Good point. When I change `V` and `solve_gss` as you suggest:

``````V(x::Float64) = x^2

function solve_gss_Vout(a::Float64, b::Float64, V::Function)
# Find maximum
aux_x = gss(V, a, b)

return V(aux_x), aux_x
end

function solve_z_Vout(a::Float64, c::Float64, d::Float64, V::Function, gp::Int64 = 100)
# Create grid for z
grid_z = range(c, stop = d, length = gp)

# Iterate over z
aux_Vs = Vector{Float64}(undef, gp)
aux_xs = Vector{Float64}(undef, gp)
for (ind_z, z_td) in enumerate(grid_z)
aux_Vs[ind_z], aux_xs[ind_z] = solve_gss_Vout(a, z_td, V)
end

# Find optimal z
(maxV, maxLoc) = findmax(aux_Vs)

return maxV, grid_z[maxLoc], aux_xs[maxLoc]
end
``````

The profiler looks exactly the same as in my original example. Time and memory allocation seem very similar:

``````julia> @time solve_z(0.0, 0.0, 10.0, V)
0.000054 seconds (502 allocations: 11.125 KiB)
(109.99961317879665, 10.0, 9.99998157992654)

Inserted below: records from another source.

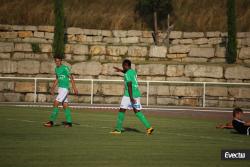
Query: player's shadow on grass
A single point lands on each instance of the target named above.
(128, 129)
(64, 123)
(236, 133)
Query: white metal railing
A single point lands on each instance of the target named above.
(204, 84)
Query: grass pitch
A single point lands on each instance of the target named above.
(180, 141)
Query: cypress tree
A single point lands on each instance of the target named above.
(231, 25)
(58, 42)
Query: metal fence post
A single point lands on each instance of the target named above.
(204, 95)
(35, 80)
(147, 92)
(92, 91)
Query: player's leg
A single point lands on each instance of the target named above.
(137, 110)
(120, 119)
(53, 115)
(67, 113)
(62, 95)
(121, 115)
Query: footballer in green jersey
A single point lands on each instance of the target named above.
(63, 79)
(131, 99)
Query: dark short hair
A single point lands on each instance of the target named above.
(127, 61)
(237, 110)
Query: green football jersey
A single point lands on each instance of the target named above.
(131, 76)
(63, 73)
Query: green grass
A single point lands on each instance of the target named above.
(177, 142)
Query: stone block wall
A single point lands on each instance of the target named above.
(191, 56)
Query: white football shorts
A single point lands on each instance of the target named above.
(62, 95)
(126, 103)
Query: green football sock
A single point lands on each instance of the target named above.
(67, 115)
(143, 119)
(54, 114)
(120, 119)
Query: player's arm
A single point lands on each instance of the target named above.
(226, 126)
(130, 92)
(73, 84)
(54, 86)
(118, 69)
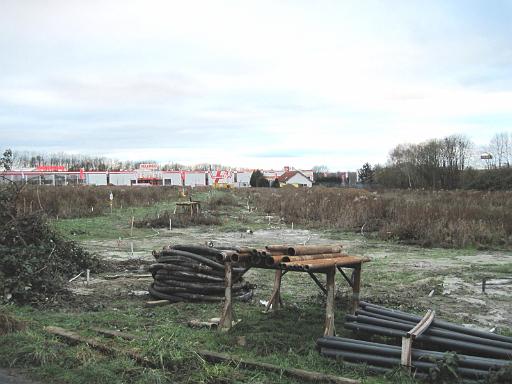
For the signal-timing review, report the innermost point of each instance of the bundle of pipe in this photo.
(387, 357)
(193, 273)
(441, 335)
(284, 256)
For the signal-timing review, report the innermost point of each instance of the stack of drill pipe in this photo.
(324, 263)
(388, 357)
(283, 254)
(194, 273)
(440, 336)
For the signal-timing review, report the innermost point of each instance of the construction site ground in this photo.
(399, 276)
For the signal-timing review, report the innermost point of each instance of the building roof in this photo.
(288, 175)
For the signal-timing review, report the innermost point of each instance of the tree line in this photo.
(449, 163)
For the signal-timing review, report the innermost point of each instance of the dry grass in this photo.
(84, 201)
(442, 218)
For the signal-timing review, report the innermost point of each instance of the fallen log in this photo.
(74, 338)
(114, 334)
(215, 357)
(157, 303)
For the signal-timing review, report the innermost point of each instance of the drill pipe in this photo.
(241, 258)
(320, 264)
(274, 260)
(198, 249)
(288, 259)
(299, 250)
(278, 248)
(225, 256)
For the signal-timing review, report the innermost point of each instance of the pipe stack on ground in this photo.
(387, 357)
(195, 273)
(441, 335)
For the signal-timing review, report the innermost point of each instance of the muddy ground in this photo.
(399, 276)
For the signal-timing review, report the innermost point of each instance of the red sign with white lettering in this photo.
(51, 168)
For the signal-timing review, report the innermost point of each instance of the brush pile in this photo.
(193, 273)
(35, 262)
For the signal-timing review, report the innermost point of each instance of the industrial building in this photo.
(146, 175)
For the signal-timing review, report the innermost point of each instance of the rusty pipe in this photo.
(320, 264)
(277, 248)
(241, 258)
(300, 250)
(274, 260)
(287, 259)
(226, 256)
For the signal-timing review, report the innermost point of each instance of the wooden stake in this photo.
(329, 306)
(226, 320)
(275, 299)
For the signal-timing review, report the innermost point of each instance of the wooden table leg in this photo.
(356, 286)
(226, 320)
(275, 299)
(329, 306)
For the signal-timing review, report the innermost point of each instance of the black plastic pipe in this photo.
(389, 350)
(433, 331)
(438, 323)
(447, 343)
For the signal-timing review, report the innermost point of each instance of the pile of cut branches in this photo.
(35, 262)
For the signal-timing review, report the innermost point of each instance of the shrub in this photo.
(35, 262)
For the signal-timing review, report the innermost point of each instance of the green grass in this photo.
(286, 338)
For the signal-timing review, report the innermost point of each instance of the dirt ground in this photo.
(408, 277)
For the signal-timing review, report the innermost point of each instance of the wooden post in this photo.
(275, 299)
(329, 306)
(226, 320)
(407, 340)
(356, 286)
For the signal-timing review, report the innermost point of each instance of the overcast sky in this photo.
(252, 83)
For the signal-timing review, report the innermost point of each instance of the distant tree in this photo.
(366, 174)
(6, 160)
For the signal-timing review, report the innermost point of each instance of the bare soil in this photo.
(412, 278)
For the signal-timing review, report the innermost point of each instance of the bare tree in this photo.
(500, 148)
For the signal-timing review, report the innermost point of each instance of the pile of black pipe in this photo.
(479, 352)
(440, 336)
(387, 357)
(194, 273)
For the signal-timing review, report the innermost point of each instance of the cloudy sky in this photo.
(252, 83)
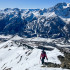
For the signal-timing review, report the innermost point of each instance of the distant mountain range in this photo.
(53, 22)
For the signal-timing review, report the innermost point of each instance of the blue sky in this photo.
(26, 4)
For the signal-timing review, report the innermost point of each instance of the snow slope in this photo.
(20, 58)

julia> @time solve_z_Vout(0.0, 0.0, 10.0, V)
0.000051 seconds (502 allocations: 11.125 KiB)
(99.99963159887011, 10.0, 9.99998157992654)
``````

This suggests that is not about the creation of a new function in each call.

1 Like

I made a version of this that pulled out the function definition (and removed the temporary arrays) which produced zero allocations. Unfortunately, I’m not at my computer now.

The speedup was not dramatic, though, maybe 30%

2 Likes

Great! I look forward to seeing your code. Thanks.

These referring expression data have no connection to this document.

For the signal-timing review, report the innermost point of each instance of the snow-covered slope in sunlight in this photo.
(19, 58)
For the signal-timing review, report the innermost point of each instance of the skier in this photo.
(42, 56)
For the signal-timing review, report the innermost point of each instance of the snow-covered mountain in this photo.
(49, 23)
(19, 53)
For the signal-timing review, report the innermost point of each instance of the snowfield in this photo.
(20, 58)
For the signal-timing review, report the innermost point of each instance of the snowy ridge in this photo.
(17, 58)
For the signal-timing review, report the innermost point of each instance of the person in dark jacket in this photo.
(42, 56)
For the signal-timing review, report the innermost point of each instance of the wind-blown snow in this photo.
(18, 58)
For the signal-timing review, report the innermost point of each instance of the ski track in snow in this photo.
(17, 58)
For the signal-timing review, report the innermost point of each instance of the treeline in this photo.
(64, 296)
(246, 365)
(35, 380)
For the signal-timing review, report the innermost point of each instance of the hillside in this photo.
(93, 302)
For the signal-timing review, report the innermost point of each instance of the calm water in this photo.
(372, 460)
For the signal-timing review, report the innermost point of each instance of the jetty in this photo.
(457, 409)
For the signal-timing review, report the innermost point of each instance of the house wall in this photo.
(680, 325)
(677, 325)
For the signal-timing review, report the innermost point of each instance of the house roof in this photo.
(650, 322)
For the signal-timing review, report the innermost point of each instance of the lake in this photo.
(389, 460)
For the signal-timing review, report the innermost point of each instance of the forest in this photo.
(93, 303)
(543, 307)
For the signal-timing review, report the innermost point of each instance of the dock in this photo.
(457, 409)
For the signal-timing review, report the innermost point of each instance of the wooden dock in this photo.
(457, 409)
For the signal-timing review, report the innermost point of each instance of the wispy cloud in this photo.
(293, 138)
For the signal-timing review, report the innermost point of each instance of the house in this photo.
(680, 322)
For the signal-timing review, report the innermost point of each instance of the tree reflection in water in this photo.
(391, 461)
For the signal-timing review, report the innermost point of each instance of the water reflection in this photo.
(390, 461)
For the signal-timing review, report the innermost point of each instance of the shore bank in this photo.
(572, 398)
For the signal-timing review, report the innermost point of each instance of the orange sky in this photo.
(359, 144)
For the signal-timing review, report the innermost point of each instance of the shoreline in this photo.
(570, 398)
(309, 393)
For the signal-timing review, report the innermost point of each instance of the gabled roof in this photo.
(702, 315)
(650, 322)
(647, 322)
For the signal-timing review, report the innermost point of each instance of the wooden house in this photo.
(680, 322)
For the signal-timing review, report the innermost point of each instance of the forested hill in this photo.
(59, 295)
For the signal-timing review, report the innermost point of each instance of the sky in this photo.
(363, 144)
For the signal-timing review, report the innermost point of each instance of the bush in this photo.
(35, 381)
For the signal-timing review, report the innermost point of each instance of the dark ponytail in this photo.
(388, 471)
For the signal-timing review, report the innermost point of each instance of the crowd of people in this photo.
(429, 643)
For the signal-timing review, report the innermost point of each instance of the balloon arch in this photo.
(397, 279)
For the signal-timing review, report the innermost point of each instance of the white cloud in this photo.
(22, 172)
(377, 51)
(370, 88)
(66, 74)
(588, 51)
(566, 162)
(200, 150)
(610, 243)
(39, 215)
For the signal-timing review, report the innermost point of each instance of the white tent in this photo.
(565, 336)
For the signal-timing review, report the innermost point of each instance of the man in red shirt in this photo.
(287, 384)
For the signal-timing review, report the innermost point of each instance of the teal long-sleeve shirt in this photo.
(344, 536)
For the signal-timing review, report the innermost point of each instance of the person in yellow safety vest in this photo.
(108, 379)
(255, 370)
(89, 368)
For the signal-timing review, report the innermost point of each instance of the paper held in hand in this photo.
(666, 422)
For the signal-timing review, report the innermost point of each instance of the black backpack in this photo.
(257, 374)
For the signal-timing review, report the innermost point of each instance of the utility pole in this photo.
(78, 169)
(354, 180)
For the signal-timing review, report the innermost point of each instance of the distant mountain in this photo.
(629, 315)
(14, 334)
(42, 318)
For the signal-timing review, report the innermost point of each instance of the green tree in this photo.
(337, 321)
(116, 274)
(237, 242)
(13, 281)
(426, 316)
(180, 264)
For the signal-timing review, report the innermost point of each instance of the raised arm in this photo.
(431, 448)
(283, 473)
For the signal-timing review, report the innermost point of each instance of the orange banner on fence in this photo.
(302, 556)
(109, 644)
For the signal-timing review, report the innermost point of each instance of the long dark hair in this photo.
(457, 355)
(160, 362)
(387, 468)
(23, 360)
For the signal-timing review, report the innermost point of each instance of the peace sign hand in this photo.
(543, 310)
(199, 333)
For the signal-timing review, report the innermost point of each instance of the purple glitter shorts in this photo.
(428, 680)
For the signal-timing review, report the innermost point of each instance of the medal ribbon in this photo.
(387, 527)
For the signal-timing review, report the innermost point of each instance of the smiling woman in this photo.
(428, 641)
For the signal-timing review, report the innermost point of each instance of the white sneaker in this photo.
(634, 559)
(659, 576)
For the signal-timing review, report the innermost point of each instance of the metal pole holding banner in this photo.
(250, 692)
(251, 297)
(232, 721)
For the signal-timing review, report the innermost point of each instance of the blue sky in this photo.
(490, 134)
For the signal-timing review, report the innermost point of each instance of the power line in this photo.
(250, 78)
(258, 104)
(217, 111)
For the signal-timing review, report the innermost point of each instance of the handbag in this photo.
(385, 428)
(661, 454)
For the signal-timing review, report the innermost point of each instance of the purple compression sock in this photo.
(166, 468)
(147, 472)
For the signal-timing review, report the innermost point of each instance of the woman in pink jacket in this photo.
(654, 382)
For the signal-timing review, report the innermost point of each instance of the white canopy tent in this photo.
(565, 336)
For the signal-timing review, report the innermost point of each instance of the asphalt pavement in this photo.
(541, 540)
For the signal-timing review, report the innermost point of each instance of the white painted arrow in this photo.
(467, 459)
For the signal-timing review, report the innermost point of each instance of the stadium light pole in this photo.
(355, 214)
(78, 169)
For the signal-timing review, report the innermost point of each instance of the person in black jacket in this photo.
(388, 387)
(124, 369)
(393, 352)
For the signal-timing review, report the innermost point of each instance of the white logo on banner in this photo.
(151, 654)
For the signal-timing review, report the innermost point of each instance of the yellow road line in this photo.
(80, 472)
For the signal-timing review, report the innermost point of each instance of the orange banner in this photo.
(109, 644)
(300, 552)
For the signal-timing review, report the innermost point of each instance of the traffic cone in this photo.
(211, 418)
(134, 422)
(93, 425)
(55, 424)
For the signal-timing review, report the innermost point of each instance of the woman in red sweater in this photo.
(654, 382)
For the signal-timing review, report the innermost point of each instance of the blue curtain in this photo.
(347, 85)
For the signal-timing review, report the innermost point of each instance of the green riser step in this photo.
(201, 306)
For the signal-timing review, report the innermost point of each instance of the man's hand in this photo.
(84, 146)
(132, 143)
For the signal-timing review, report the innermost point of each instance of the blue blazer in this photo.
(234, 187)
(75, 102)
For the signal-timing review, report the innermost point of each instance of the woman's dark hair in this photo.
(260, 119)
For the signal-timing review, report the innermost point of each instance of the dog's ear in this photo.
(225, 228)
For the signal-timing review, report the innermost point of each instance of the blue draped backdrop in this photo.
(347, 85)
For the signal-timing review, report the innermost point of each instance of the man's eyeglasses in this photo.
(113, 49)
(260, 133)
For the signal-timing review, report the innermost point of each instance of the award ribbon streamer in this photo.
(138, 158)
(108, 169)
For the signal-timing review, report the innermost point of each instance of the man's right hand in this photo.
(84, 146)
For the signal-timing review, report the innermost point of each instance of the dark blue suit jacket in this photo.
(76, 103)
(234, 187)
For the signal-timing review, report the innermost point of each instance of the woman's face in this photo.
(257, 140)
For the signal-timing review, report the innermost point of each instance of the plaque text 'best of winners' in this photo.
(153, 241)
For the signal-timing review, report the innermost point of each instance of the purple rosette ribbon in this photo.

``````function gss(f::Function, a, b, tol = 1e-5)
ϕ = MathConstants.golden
c = b - (b - a) / ϕ
d = a + (b - a) / ϕ
while abs(c - d) > tol
if f(c) > f(d)
b = d
else
a = c
end
c = b - (b - a) / ϕ
d = a + (b - a) / ϕ
end
return (b + a) / 2
end

V(x, y) = x^2 + y^2

function solve_gss(a, b, g::Function)
x = gss(g, a, b)
return g(x), x
end

function solve_z(a, c, d, f::Function, gp::Int = 100)
local z, zs
grid_z = range(c, d; length = gp)
Vs = -Inf
for z_ in grid_z
Vs_, zs_ = solve_gss(a, z_, x->x+f(x, a))
if Vs_ > Vs
Vs, z, zs = Vs_, z_, zs_
end
end
return Vs, z, zs
end
``````
``````julia> @btime solve_z_old(0.0, 0.0, 10.0, V)
42.033 μs (503 allocations: 11.16 KiB)
(109.99961317879665, 10.0, 9.99998157992654)

julia> @btime solve_z(0.0, 0.0, 10.0, V)
31.975 μs (0 allocations: 0 bytes)
(109.99961317879665, 10.0, 9.99998157992654)
``````
2 Likes

Thanks. I’ve played around with your code. The reduction in allocation is basically due to the fact that in this example you can define the function that is passed to `solve_gss` as `x->x+f(x, a)` which in my full code I can’t do.